Legislative Entrenchment Rules in the Tax Law
Can one Congress tie the hands of a later Congress? That is the issue posed by legislative entrenchment rules. Generally, a statute creates a legislative entrenchment rule whenever it says that a subsequent statute will be effective only if it is enacted or phrased in a specific way. Some legislative entrenchment rules require a future Congress to make a specific reference to an existing statute if it wishes to amend or create exceptions from that statute. Others impose a general, heightened clarity requirement, stating that amendments or modifications to an existing law must be made “expressly.” Still other rules state that future provisions of law that are not contained in a particular title or in a particular type of act must be disregarded.

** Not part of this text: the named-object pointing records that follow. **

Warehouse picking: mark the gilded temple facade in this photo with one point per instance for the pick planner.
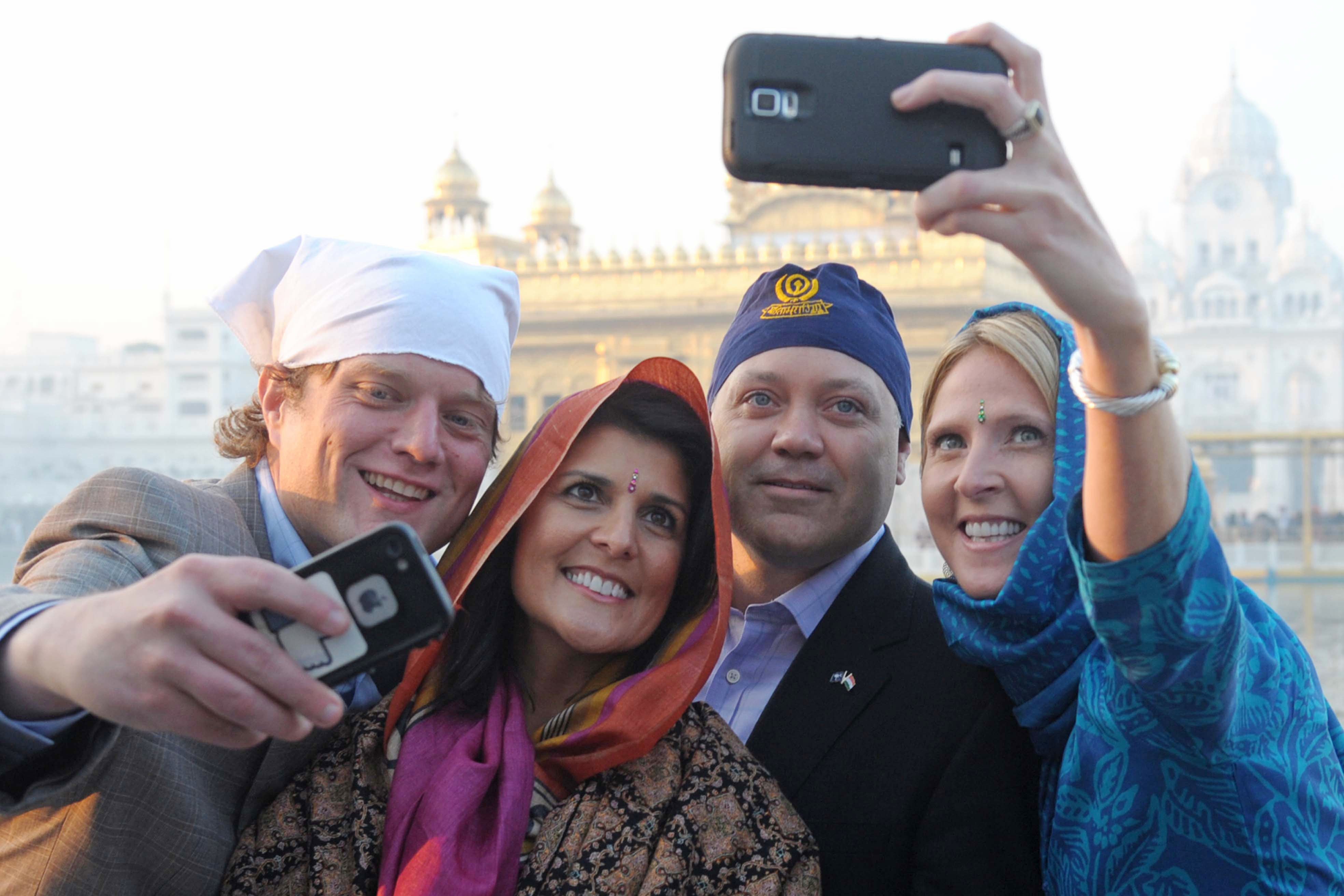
(588, 317)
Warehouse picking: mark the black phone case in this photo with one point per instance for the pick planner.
(423, 606)
(846, 133)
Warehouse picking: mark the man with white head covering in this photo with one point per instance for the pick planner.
(142, 723)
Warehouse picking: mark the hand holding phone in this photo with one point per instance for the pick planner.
(386, 583)
(818, 111)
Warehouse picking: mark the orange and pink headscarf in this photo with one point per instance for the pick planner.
(463, 785)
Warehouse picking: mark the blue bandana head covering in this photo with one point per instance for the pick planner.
(827, 307)
(1035, 635)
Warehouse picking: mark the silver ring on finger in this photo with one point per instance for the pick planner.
(1031, 123)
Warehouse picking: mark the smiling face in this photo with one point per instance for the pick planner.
(596, 563)
(387, 437)
(984, 484)
(811, 449)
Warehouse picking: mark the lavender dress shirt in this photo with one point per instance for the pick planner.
(763, 643)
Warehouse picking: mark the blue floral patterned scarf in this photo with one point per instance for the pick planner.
(1035, 635)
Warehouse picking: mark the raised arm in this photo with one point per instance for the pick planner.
(1137, 467)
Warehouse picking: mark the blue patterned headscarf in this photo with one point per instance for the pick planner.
(1035, 635)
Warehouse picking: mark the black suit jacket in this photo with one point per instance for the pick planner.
(918, 780)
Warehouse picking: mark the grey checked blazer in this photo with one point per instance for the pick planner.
(115, 811)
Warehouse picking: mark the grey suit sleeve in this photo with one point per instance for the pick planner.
(21, 741)
(104, 537)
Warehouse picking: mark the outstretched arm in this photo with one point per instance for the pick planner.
(1137, 467)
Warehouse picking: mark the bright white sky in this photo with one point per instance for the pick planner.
(201, 133)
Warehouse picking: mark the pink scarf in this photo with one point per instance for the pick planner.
(463, 788)
(460, 833)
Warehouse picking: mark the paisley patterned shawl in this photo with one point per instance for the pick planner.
(1035, 635)
(616, 721)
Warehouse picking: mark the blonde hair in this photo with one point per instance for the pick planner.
(242, 433)
(1022, 336)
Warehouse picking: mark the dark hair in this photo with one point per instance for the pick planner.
(479, 644)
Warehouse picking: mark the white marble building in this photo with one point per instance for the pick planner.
(69, 412)
(1252, 300)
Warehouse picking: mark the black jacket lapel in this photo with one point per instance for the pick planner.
(808, 712)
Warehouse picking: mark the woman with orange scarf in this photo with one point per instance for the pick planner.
(549, 743)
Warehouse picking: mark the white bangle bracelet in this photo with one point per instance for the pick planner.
(1167, 382)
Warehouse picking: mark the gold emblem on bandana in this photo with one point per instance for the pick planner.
(793, 292)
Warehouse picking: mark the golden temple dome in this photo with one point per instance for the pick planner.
(550, 206)
(456, 179)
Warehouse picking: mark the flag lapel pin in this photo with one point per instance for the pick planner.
(843, 679)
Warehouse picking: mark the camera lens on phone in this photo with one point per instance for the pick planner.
(765, 103)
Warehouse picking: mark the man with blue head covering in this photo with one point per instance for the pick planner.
(905, 761)
(143, 725)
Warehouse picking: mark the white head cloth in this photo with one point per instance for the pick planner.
(315, 300)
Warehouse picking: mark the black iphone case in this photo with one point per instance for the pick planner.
(387, 583)
(839, 129)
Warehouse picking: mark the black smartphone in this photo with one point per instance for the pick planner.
(393, 593)
(818, 111)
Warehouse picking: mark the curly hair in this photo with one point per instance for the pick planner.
(242, 435)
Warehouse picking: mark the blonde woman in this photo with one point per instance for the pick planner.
(1189, 746)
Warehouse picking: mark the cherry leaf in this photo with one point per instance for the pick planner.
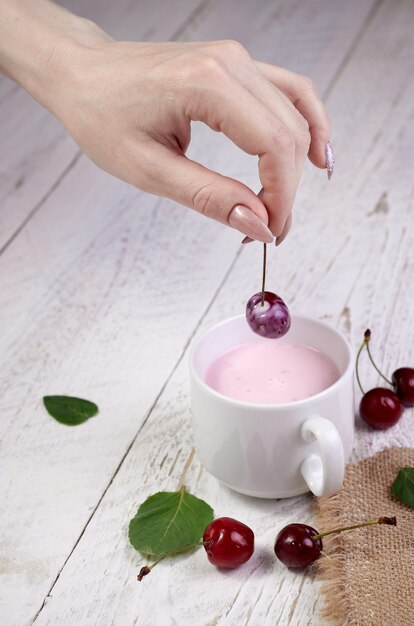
(68, 410)
(169, 522)
(403, 486)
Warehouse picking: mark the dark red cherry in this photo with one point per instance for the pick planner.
(403, 383)
(270, 319)
(295, 547)
(228, 543)
(380, 408)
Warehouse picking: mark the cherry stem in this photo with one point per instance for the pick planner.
(375, 366)
(363, 345)
(264, 273)
(144, 571)
(391, 521)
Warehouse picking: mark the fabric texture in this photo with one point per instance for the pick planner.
(368, 572)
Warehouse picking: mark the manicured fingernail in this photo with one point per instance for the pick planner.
(285, 230)
(330, 160)
(242, 218)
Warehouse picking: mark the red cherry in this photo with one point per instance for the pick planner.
(380, 408)
(403, 383)
(295, 547)
(228, 543)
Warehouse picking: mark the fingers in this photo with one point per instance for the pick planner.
(302, 93)
(283, 109)
(228, 201)
(255, 128)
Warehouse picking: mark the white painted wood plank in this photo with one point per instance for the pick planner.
(241, 288)
(35, 150)
(353, 274)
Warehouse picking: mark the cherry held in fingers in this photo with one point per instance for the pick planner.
(269, 318)
(403, 383)
(266, 313)
(228, 543)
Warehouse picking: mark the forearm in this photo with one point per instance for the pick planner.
(37, 39)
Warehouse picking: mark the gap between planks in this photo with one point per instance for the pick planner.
(325, 95)
(188, 462)
(78, 154)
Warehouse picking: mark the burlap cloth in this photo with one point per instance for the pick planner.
(369, 577)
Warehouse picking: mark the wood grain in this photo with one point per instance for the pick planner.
(336, 285)
(36, 152)
(107, 299)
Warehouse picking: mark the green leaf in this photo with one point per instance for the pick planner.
(68, 410)
(169, 521)
(403, 486)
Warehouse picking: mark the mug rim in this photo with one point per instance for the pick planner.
(273, 406)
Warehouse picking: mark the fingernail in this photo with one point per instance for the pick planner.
(285, 230)
(330, 159)
(242, 218)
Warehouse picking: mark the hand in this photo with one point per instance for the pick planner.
(129, 107)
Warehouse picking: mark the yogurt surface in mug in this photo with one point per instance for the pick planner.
(271, 372)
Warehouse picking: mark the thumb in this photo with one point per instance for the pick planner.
(219, 197)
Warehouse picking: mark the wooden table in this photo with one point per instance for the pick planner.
(103, 289)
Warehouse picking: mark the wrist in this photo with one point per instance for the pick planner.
(38, 42)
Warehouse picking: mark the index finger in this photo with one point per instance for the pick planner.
(233, 110)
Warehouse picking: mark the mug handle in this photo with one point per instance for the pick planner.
(324, 473)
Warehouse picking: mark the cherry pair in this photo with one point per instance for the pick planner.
(230, 543)
(382, 407)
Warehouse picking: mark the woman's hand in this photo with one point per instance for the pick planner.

Legislative entrenchment rules have raised difficult interpretive issues in the tax laws. In a recent case involving over $1 billion of income, Capital One Financial Corp. v. Commissioner, the Tax Court voided a statute because it was not codified in the manner prescribed by a legislative entrenchment rule. But in other circumstances, legislative entrenchment rules have been largely ignored. The Internal Revenue Service (IRS) and the Tax Court have repeatedly concluded that § 7805(e) of the Internal Revenue Code (IRC or Code) creates an exception from the Administrative Procedure Act’s (APA’s) requirements, even though the APA’s legislative entrenchment rule seemingly prohibits this interpretation. The special statutory interpretation issues raised by legislative entrenchment rules have not received close attention from the IRS, the Tax Court, or taxpayers. Instead, these rules have been either applied strictly or cursorily dismissed without regard to the broader issues at stake. This lack of attention has led to inconsistent results and has added confusion to an already complex area of law.
This Article analyzes how legislative entrenchment rules affect the interpretation of subsequently enacted tax statutes and argues that legislative entrenchment rules—however formulated—should not automatically nullify subsequent statutes that fail to satisfy those rules’ requirements. Instead, like all other statutes, a legislative entrenchment rule should be subject to the doctrine of implied repeals. That is, if a later enacted statute irreconcilably conflicts with a legislative entrenchment rule or is intended to substitute for it, the later enacted statute should trump the legislative entrenchment rule. This Article also examines several types of legislative entrenchment rules that have caused (or may cause) controversy in the tax laws. Section 446(e) of the Code, the provision at issue in Capital One, receives special attention because of the enormous number of dollars at stake and because the Tax Court construed that statute in a manner directly contrary to this Article’s thesis. Finally, this Article argues that the Tax Court and the IRS have given insufficient weight to the APA’s legislative entrenchment rule in finding that some temporary regulations, issued without notice and comment, never expire.